In short, the Tar Heels have so many things their once-premier program had been missing for so long.
Mainly, the Tar Heels have second-year coach Joe Breschi, the author of the turnaround that had to happen eventually, once Carolina hired the right man to lead the job.
After suffering through most of eight years under former coach and alumnus John Haus, Carolina has found its man in Breschi, the Baltimore native and Chapel Hill alum who has trashed the old ways and given Carolina the medicine it needed -- tough love, accountability, non-stop enthusiasm, excellent use of personnel and dogged preparation.
“The whole culture has changed,” said junior defenseman Ryan Flanagan, who stepped gingerly around the issue of Haus -- the coach who signed him -- yet revealed a night-and-day perspective regarding Breschi.
“The energy around here is infectious. [Breschi] comes in with this passion every day. Being prepared and having attention to detail is everything to him. The respect and trust guys have toward him and the coaching staff is different. He’s all about the lacrosse family. It’s something that may not have been here in the past.”
You don’t have to read much between those lines. Carolina, once the capital of underachievement in Division I, is plenty good because it has a collection of fine players, young and old, that are as organized and driven as they are good. And Carolina, once a soft group that would fold at the first signs of trouble, has grown up and found resolve under Breschi.
The losing culture wasn’t something that blossomed under Haus. That problem stretched well back into the 1990s under coach Dave Klarmann, and it continued under Haus, whose dour, withdrawn demeanor offers a striking contrast to Breschi.
How in the world has this program gone 17 years without seeing a final four? How did they miss the NCAA tournament five times under Haus, while going 0-12 against the ACC in his last four years?
“When you’re on a campus where every other team has won a conference championship, that is embarrassing,” Flanagan said.
No more. These Tar Heels already have beaten Maryland and Duke with relative ease. These Tar Heels pore through 30-page scouting reports, watch video cut-ups incessantly, practice daily at 8 a.m., devour the game before going to class. These Tar Heels are in tremendous shape and respect the game.
These Tar Heels have no choice.
Breschi, fresh off an outstanding, 11-year run at Ohio State, made that clear early on. After meeting with the team officially for the first time in August 2008, he announced fall practices would begin at 5 a.m. Each player had to take a physical readiness test. Run a mile in under six minutes, then a half-mile in under three minutes, then a quarter-mile lap in under one minute.

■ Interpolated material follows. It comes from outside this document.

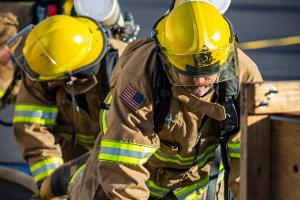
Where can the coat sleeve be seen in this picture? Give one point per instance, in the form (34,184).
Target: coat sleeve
(248,70)
(34,119)
(128,140)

Six players passed that first test. When preseason practices got underway in January 2009, about half the team passed. By this year, all but five or six had passed.
Then, there was the St. Patrick’s Day incident last year, when some 40 players enjoyed the holiday festivities a bit too much. Breschi responded by kicking them all out of the locker room for nearly two weeks.
“We had about five guys left in the locker room,” Breschi recalled. “Nobody got arrested, but we needed to shrink down the social life a little bit. Our message was if you’re going to treat this as a club team, we’re going to treat you like a club team.
“We all listened to how disgruntled they were [under Haus]. Our response was how good do you want to be? You have to commit to be great, and there will be consequences for not going along with the rules. I think that was a turning point in terms of the culture. Guys really started buying in after that.”
These Tar Heels are all in. And finally, Carolina is well on its way back.